Why are 101 frames? The padding argument is 0 by default so there should be 98. This is what fbank does

from torchaudio.compliance.kaldi import fbank
m = fbank(a.unsqueeze(0))
m.shape  # (98, 23,)

krishna511 · January 6, 2021, 1:41pm

@divinho I am not sure about this , but I think this extra 1 frame is to handle the zero hop case for the first frame. atleast in case of librosa feature extraction of mel spectrogram they use center frames for hops.

divinho · January 6, 2021, 1:44pm

Thank you for the quick reply, I don’t understand what you mean by zero hop case though?

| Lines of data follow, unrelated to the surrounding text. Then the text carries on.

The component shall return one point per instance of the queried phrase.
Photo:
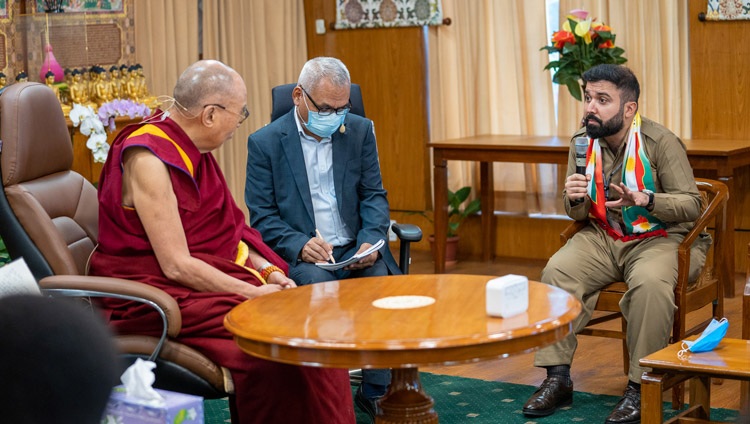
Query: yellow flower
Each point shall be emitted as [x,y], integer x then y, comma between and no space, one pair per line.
[582,30]
[582,43]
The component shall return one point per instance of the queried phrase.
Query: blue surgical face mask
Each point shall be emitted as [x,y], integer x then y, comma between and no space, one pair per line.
[322,126]
[708,340]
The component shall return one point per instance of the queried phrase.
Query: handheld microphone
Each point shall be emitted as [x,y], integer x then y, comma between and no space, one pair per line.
[581,146]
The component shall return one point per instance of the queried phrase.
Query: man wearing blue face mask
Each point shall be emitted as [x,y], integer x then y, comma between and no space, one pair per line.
[316,169]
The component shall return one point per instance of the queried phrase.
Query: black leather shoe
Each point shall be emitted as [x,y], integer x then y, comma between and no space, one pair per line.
[628,409]
[552,394]
[368,406]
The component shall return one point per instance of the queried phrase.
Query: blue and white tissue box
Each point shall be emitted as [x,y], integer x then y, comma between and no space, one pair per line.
[178,408]
[507,295]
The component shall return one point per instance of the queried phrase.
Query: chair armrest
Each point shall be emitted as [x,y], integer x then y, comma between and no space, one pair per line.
[91,286]
[407,232]
[571,229]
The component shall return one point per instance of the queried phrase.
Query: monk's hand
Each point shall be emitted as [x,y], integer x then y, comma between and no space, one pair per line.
[252,291]
[576,187]
[280,279]
[316,251]
[365,262]
[628,197]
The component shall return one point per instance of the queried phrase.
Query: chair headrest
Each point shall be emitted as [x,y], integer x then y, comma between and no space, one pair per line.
[281,100]
[34,133]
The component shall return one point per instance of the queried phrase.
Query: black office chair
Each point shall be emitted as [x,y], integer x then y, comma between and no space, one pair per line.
[281,103]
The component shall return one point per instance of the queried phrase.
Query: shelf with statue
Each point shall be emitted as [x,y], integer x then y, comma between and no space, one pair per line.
[96,86]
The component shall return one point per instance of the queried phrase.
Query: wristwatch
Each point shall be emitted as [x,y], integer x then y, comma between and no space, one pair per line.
[650,193]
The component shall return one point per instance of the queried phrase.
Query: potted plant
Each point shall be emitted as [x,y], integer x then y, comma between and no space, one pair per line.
[456,215]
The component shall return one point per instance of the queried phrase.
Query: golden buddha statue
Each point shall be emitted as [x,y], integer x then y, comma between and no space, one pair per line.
[49,79]
[101,93]
[143,94]
[79,91]
[22,77]
[132,85]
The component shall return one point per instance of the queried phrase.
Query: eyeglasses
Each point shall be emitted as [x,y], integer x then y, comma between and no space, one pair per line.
[325,111]
[244,113]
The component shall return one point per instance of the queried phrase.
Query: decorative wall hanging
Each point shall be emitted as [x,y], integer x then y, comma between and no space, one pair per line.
[387,13]
[728,10]
[79,6]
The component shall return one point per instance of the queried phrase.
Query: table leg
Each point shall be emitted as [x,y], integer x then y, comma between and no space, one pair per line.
[651,402]
[731,226]
[700,395]
[441,211]
[406,401]
[487,187]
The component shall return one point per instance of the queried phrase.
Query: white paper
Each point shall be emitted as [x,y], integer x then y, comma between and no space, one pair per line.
[16,278]
[138,380]
[353,259]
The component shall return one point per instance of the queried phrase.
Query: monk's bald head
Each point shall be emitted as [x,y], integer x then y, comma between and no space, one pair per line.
[205,81]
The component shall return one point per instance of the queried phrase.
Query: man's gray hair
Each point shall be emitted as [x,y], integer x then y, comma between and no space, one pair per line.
[203,80]
[320,68]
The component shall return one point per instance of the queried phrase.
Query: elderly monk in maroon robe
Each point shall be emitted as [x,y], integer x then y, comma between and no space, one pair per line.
[166,218]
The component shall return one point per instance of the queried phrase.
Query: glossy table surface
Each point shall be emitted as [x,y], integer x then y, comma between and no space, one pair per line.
[335,324]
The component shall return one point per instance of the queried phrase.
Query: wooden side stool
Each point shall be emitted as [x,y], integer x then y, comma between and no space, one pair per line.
[730,359]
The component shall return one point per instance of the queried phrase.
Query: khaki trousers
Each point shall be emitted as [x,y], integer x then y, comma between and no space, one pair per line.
[591,259]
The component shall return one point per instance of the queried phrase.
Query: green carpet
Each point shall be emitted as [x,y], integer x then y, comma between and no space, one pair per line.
[468,400]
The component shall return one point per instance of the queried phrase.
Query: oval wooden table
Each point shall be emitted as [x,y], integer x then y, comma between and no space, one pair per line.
[336,325]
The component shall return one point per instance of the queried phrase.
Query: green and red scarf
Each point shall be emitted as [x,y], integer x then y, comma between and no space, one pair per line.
[636,174]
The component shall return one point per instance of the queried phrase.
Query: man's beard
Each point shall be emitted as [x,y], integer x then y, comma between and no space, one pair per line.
[604,129]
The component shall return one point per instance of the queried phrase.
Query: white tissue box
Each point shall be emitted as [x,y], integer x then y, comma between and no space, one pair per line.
[179,407]
[507,295]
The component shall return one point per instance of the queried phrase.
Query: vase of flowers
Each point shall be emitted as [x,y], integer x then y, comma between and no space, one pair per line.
[582,43]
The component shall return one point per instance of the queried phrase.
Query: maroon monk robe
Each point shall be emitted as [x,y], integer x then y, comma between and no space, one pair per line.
[265,391]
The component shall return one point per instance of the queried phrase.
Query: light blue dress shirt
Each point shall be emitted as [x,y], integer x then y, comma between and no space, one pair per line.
[319,164]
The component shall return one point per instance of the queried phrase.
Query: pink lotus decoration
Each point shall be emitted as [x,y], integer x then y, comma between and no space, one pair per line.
[50,64]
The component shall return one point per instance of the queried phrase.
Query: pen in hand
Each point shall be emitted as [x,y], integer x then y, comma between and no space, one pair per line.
[330,255]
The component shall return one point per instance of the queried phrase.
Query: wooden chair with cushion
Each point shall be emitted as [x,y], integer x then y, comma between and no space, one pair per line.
[690,296]
[49,216]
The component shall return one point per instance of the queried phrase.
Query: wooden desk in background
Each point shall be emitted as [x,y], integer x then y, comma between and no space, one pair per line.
[722,156]
[336,324]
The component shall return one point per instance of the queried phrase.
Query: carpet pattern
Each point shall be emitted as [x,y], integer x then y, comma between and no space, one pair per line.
[468,400]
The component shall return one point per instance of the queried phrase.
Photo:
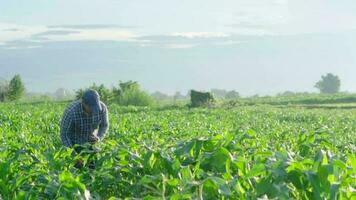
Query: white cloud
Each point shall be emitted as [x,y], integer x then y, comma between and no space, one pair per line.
[179,46]
[95,35]
[15,32]
[12,32]
[192,35]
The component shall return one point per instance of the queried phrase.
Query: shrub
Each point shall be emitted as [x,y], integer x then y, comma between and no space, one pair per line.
[200,98]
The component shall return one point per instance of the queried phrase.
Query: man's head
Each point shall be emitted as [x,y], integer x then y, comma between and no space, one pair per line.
[91,101]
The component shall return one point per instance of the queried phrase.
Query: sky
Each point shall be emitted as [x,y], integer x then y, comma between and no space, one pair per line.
[251,46]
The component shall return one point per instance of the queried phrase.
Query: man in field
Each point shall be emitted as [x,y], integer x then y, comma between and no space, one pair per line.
[84,121]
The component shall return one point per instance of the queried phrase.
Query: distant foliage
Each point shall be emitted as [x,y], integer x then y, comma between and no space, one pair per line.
[200,98]
[16,88]
[129,93]
[329,84]
[232,95]
[224,94]
[4,88]
[159,96]
[106,94]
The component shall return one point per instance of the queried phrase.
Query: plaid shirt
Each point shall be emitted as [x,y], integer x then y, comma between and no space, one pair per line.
[77,126]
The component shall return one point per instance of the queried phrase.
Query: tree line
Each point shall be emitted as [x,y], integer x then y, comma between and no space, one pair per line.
[13,90]
[130,93]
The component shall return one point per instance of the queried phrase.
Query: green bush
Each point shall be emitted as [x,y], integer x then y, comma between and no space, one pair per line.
[200,98]
[135,97]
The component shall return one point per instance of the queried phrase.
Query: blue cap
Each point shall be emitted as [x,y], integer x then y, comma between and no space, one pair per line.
[92,99]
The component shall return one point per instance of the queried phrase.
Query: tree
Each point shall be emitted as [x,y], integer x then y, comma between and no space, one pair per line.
[219,93]
[232,95]
[129,93]
[104,93]
[159,96]
[329,84]
[4,89]
[16,88]
[200,98]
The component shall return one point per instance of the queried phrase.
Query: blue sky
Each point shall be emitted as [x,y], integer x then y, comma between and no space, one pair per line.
[252,46]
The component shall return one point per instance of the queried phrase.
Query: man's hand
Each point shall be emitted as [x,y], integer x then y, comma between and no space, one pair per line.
[93,139]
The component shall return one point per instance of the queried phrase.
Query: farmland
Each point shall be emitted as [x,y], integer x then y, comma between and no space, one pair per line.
[240,152]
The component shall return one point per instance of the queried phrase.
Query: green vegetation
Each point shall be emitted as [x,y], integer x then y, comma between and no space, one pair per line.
[200,98]
[127,94]
[329,84]
[12,91]
[244,152]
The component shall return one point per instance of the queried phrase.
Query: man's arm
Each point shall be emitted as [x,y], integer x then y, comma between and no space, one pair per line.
[104,125]
[66,128]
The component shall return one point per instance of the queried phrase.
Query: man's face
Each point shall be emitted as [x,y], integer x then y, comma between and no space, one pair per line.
[87,109]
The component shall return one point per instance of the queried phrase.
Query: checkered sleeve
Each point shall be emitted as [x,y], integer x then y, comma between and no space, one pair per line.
[104,125]
[67,128]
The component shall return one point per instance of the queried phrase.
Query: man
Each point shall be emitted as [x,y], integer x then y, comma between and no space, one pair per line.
[84,121]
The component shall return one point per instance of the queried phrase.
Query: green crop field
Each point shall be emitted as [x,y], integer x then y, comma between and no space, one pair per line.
[245,152]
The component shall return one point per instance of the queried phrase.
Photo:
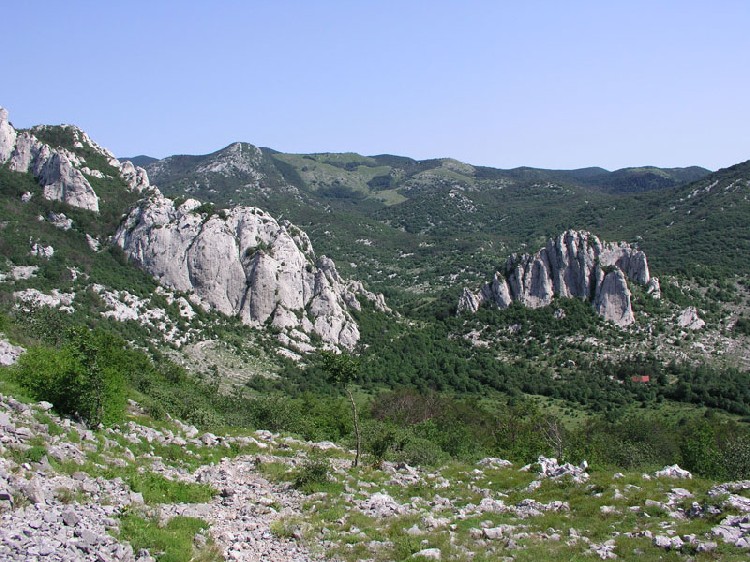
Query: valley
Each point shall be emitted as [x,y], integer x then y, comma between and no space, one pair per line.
[164,322]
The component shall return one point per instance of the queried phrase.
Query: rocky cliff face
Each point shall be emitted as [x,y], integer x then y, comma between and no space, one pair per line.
[62,174]
[243,262]
[575,264]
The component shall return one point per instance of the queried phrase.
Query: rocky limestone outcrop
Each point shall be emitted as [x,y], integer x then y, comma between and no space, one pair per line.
[60,172]
[243,262]
[575,264]
[7,137]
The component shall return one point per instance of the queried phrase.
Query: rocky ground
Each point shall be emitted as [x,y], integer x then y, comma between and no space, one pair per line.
[70,493]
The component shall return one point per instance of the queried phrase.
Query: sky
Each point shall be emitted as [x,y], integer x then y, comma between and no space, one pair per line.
[548,84]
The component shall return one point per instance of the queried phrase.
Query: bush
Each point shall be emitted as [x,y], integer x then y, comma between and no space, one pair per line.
[85,377]
[313,473]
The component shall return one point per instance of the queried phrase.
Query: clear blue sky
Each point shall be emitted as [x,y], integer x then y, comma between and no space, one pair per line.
[554,84]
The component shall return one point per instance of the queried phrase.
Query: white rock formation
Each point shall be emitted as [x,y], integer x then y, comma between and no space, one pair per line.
[243,262]
[575,264]
[9,353]
[60,172]
[55,170]
[7,137]
[135,176]
[689,319]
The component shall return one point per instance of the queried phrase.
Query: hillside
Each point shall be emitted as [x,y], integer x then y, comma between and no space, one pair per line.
[216,302]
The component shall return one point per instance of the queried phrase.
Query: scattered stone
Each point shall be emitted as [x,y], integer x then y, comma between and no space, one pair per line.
[673,471]
[431,553]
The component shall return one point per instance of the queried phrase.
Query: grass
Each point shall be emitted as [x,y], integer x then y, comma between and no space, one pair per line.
[172,542]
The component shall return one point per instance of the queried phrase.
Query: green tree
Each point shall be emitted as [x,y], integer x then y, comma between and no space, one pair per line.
[84,377]
[341,370]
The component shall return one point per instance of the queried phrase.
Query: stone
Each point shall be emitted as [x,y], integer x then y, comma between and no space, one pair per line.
[690,320]
[243,263]
[575,264]
[430,553]
[7,136]
[9,353]
[673,471]
[70,518]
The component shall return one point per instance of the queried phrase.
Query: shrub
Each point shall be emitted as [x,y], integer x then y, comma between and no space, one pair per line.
[313,473]
[85,377]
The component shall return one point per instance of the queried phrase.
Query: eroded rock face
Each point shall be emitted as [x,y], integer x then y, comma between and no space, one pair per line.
[55,170]
[60,172]
[7,137]
[575,264]
[243,262]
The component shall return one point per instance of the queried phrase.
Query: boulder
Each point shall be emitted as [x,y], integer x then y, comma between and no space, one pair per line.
[7,137]
[575,264]
[690,320]
[673,471]
[243,263]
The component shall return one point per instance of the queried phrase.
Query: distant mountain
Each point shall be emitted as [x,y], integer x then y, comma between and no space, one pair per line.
[449,217]
[141,160]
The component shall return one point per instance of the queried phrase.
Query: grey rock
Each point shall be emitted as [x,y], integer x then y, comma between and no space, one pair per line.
[243,263]
[7,137]
[9,353]
[431,553]
[575,264]
[70,518]
[690,320]
[673,471]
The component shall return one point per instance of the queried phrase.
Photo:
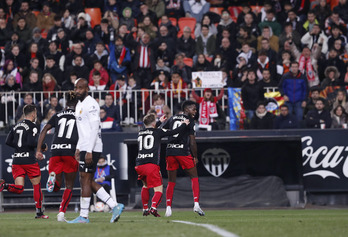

krishna511 · January 6, 2021, 1:52pm

It means for the first frame the hop-length is zero. I wish someone experienced will comment soon

divinho · January 6, 2021, 2:15pm

I see, yeah it seems the culprit is torch.stft: audio/functional.py at 6b07bcf80fafd77cb8bee32c316ce8b55323b868 · pytorch/audio · GitHub

Which has the center argumented hardcoded to True. That’s a bit annoying.